Packages and Data

library(tidyverse)
library(class)
pokemon <- read_csv("data/pokemon_cleaned.csv", na = c("n/a", "", "NA"))

Exercises

  1. Train the k-NN model using all existing Pokemon and create a logistic regression model for legendary status. For the following hypothetical Pokemon, classify them as being legendary vs.ย non-legendary using both k-NN and logistic regression. When using k-NN, try varying the chosen \(k\) and compare/contrast the results.

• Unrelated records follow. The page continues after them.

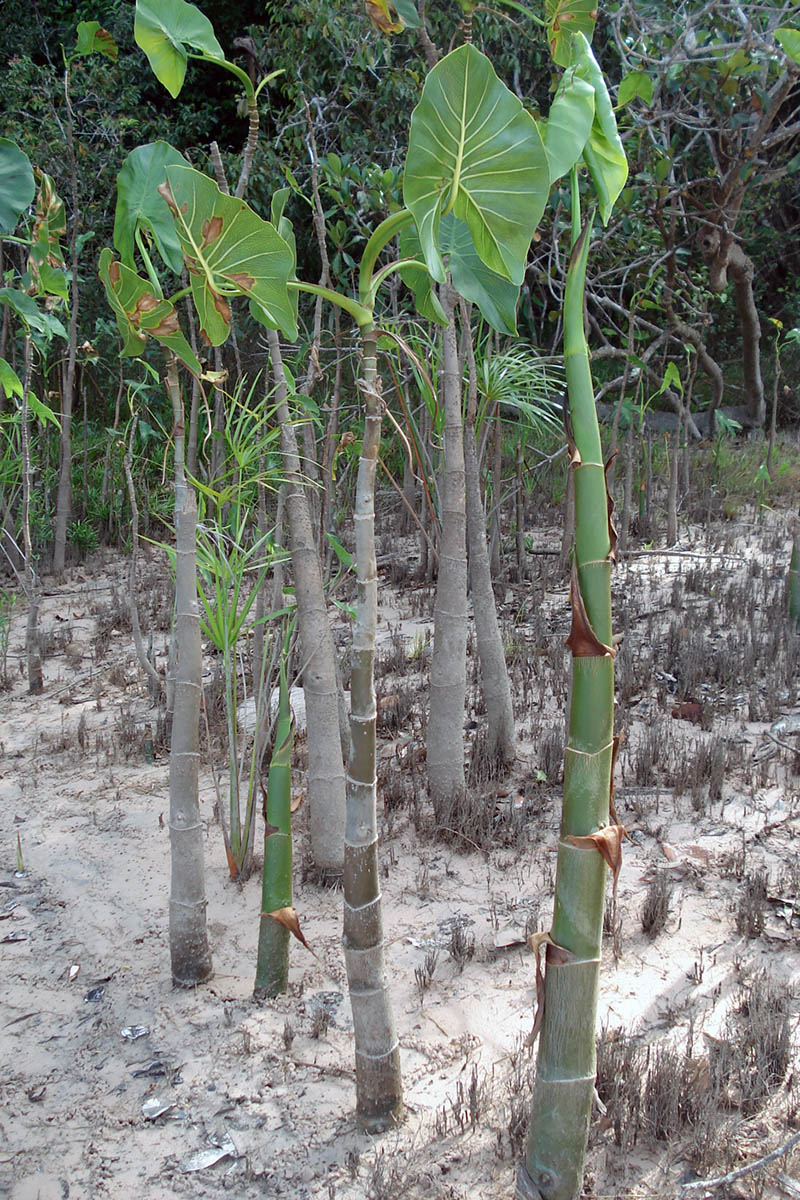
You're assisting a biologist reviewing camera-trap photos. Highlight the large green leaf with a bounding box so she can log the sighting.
[0,138,36,238]
[28,172,70,301]
[0,359,23,397]
[133,0,225,97]
[73,20,119,62]
[573,34,627,224]
[398,224,450,325]
[114,142,188,275]
[775,25,800,66]
[441,214,519,335]
[98,246,200,376]
[399,212,519,334]
[545,67,595,184]
[403,46,549,283]
[545,0,597,67]
[161,167,297,346]
[0,288,67,342]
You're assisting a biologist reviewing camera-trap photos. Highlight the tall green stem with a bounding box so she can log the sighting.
[517,206,614,1200]
[166,354,212,986]
[343,325,403,1132]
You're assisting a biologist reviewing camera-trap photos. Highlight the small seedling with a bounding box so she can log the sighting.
[642,871,672,937]
[414,948,439,1003]
[17,834,25,875]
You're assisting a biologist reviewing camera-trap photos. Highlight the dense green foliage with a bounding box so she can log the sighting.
[0,0,800,561]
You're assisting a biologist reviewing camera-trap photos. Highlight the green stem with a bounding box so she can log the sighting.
[288,280,372,329]
[518,192,614,1200]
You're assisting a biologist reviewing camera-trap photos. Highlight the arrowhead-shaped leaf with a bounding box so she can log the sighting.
[133,0,225,97]
[545,0,597,67]
[74,20,119,62]
[545,68,595,184]
[573,34,627,224]
[98,246,201,376]
[399,212,519,334]
[616,71,652,108]
[441,215,519,335]
[249,187,300,329]
[114,142,188,275]
[162,167,297,346]
[403,46,549,283]
[0,138,36,238]
[775,25,800,66]
[28,172,70,301]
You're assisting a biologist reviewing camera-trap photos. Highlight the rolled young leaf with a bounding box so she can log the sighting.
[545,0,597,67]
[133,0,225,97]
[572,32,627,224]
[161,167,297,346]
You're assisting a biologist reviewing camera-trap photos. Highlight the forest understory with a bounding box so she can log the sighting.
[0,463,800,1200]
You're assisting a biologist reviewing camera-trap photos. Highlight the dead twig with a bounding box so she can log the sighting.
[675,1132,800,1200]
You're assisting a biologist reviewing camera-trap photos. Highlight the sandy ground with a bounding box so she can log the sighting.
[0,525,800,1200]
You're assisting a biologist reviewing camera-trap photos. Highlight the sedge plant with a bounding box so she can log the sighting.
[517,25,627,1200]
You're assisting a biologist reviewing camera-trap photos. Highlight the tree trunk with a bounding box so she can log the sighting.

    • HP: 91, ATK: 134, DEF: 95, SPA: 100, SPD: 100, SPE: 80
    • HP: 30, ATK: 60, DEF: 180, SPA: 50, SPD: 180, SPE: 50
    • HP: 105, ATK: 95, DEF: 60, SPA: 95, SPD: 60, SPE: 90
    • HP: 45, ATK: 55, DEF: 60, SPA: 60, SPD: 50, SPE: 35
    • HP: 100, ATK: 130, DEF: 110, SPA: 90, SPD: 80, SPE: 100


  1. When using logistic regression, which has the highest estimated probability of being a legendary Pokemon?

Stage, commit and push

  1. Stage your modified files.
  2. Commit your changes with an informative message.
  3. Push your changes to your GitHub repo.
  4. Verify your files were updated on GitHub.